Firestein will be sharing his insights at the April 19 Morgridge Institute Postdoctoral Interdisciplinary Research Symposium, open to all of the UW-Madison community.
It may be important for researchers to remain tuned into work that is going to get the publication, but Firestein encourages scientists to also not lose sight of the research that has to be wedged open one side at a time.
“Failure is a favor to the future”
Rita Dove, poet
Undergraduate science courses tend to teach these heroic science narratives, where it seems like events just spun out sequentially—from Copernicus to Kepler to Newton and Einstein—without recognizing that there were decades in which nothing happened.
“Scientists must have the courage to take a risk and to sit with uncertainty and doubt for a period of time,” says Firestein, “with a little bit of ignorance, a lot of failure, and a certain optimism that it will work out.”
One of the great examples of this is when Watson & Crick discovered the structure of DNA. At the time, this was a big discovery, and they were quick to realize that this clearly pointed to a mechanism for heredity and evolution.

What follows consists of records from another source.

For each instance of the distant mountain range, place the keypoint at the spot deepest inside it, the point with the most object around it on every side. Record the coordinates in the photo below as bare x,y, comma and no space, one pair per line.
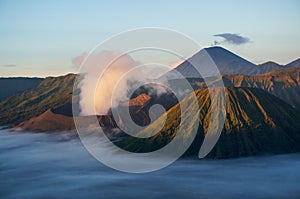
256,123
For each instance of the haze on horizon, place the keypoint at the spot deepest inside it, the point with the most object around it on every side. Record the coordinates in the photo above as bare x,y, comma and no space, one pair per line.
40,38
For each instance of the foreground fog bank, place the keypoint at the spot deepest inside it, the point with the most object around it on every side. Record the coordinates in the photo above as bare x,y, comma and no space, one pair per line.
57,166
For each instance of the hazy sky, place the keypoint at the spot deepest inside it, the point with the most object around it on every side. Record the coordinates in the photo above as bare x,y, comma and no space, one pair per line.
40,38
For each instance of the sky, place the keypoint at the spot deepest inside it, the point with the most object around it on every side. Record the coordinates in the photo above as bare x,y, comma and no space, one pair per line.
40,38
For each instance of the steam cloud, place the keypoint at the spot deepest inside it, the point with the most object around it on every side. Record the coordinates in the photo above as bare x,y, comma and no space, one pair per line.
230,38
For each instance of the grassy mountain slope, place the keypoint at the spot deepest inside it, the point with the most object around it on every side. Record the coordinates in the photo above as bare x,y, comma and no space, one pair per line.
256,123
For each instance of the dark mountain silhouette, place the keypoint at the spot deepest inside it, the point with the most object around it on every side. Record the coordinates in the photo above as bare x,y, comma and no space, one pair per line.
226,61
256,123
262,68
295,64
52,92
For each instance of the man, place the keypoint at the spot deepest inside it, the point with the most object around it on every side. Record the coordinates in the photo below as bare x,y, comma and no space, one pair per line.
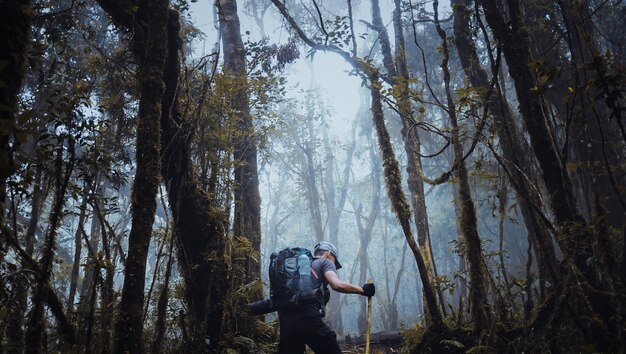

What the structure of DNA did not do is give any idea of how DNA becomes protein. There was about a ten-year period with no discoveries. Virtually everything they tried failed, until the discovery of tRNA. It took nearly a decade to figure out the central dogma: DNA makes RNA and RNA makes protein.
No one ever hears about the failure to get to the next step, only about the final accomplishment.
Firestein emphasizes that it is crucial for people to realize that science is an ongoing conversation. The whole purpose of getting a result is to develop a better and more sophisticated question. This is a privilege but also a responsibility.
Today’s failures are what people work on tomorrow; and what you are working on today were certain failures of yesterday—because everything at some point is going to fail.